Indeed, one of the new metrics added to the 2015 Factbook was tracking the birth of babies in Rhode Island that were born with exposure to alcohol or opioids [pain medication, what’s known as Neonatal Abstinence Syndrome, which has been on the rise in Rhode Island. Some 76 babies were diagnosed with NAS at birth in 2013, a rate of about 72 per 10,000 births, double the rate of 37.2 per 10,000 births in 2006. Some 90 percent of the babies born with NAS between 2009-2013 in Rhode Island were born to white mothers.

Toxic stress
The 2015 Rhode Island Kids Count Factbook states that “infancy is a time of great opportunity and vulnerability.” A child’s development, it continues, “can be compromised by ‘toxic stress’ and a variety of risk factors in infancy, including poverty, maternal depression, family chaos, exposure to violence, child maltreatment, and unsafe, low-quality child care.”

The new emphasis on “toxic stress” as a defining metric reflects efforts within Rhode Island’s health innovation ecosystem to attempt to better define how to treat and diagnose the prevalent disorder.

The Factbook continues: “Maternal marriage status, age, and education level at birth influence the likelihood that a child will live in poverty and predict many developmental vulnerabilities.”

Asthma and lead poisoning
The 2015 Rhode Island Kids Count Factbook also delves into the problems facing Rhode Island children as a result of asthma and lead poisoning, and drawing the direct correlation with the focus on creating healthier homes.

Nationally, asthma is the most common chronic condition among children, according to the Factbook. Asthma remains the third-ranked cause of hospitalization for children under age 15, and one of the leading causes of school absenteeism.

Further, racial and ethnic differences in asthma prevalence are believed to be correlated with poverty, exposure to indoor and outdoor air pollution, stress, acute exposure to violence, lack of access to preventive medical care, and genetic factors.

In Rhode Island, between the 2009-2010 and the 2012-2013 school years, 37 percent of children with asthma [some 6,744] were chronically absent in at least one of the school years, with chronic absenteeism defined as missing 10 percent or more days of school.

In Rhode Island, about 15 percent [1,607] of all asthma emergency department visits between 2009 and 2013 for children under the age of 18 resulted in a hospitalization.

Poverty
The Rhode Island Kids Count Factbook repeated the statistic that has been trumpeted about Rhode Island’s high rate of poverty: some 21 percent, or 44,833 of Rhode Island’s children under the age of 18 lived in households with incomes below the federal poverty threshold, between 2011 and 3013.

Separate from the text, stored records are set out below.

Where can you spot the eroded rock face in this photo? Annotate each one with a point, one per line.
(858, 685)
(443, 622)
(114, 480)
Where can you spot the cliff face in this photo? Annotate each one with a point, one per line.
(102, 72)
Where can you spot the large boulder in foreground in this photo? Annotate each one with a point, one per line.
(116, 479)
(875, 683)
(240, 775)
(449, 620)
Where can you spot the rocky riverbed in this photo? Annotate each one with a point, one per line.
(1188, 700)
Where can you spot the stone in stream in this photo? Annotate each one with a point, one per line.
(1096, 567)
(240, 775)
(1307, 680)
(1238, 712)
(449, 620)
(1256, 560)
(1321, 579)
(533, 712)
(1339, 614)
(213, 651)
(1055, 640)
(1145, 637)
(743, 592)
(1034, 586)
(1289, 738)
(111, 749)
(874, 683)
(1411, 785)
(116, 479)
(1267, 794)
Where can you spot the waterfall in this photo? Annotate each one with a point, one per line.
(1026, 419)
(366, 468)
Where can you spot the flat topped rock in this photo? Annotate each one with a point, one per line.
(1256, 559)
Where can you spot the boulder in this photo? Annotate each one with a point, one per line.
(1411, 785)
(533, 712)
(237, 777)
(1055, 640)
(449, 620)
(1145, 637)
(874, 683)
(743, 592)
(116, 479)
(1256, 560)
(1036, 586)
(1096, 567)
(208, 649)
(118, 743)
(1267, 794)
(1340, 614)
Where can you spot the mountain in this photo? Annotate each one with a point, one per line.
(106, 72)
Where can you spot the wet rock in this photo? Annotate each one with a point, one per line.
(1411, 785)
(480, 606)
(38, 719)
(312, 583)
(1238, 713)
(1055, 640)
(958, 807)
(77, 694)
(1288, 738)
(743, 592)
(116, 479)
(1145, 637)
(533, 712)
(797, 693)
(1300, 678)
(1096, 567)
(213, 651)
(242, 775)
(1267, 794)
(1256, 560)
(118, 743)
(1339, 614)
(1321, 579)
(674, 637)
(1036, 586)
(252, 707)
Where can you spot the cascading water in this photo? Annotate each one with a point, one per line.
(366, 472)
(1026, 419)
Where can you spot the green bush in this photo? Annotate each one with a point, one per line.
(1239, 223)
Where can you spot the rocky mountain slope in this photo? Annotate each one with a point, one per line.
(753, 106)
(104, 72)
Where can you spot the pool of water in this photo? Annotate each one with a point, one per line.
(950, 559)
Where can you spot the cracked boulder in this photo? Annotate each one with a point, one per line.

Food, nutrition and obesity
Bryant raised the alarm regarding the epidemic of obesity in Rhode Island’s children, saying it was a critical health issue moving forward, because “children are going to be worse off than their parents.” Bryant claimed that the data provided “an absolute road map for policy changes and responses to these issues. “We have to find ways to get the data and track solutions,” she said. “Strategies need to be tested. We need to keep this on the front burner.”

Bryant also addressed the growing disparity in the gaps around race and ethnicity in children in Rhode Island.

“Everywhere you look, we need to close these gaps in order to move forward as a healthy state,” Bryant said. She pointed to the disparity of 4th grade reading competency, which was 79 percent for white students but only 59 percent for black students.

“I do believe that education is a critical part of the solution, but it’s not the only part. We need community partners to increase opportunities for children and families. We need community solutions to reduce chronic absenteeism. It’s not just what’s happening in the school building.”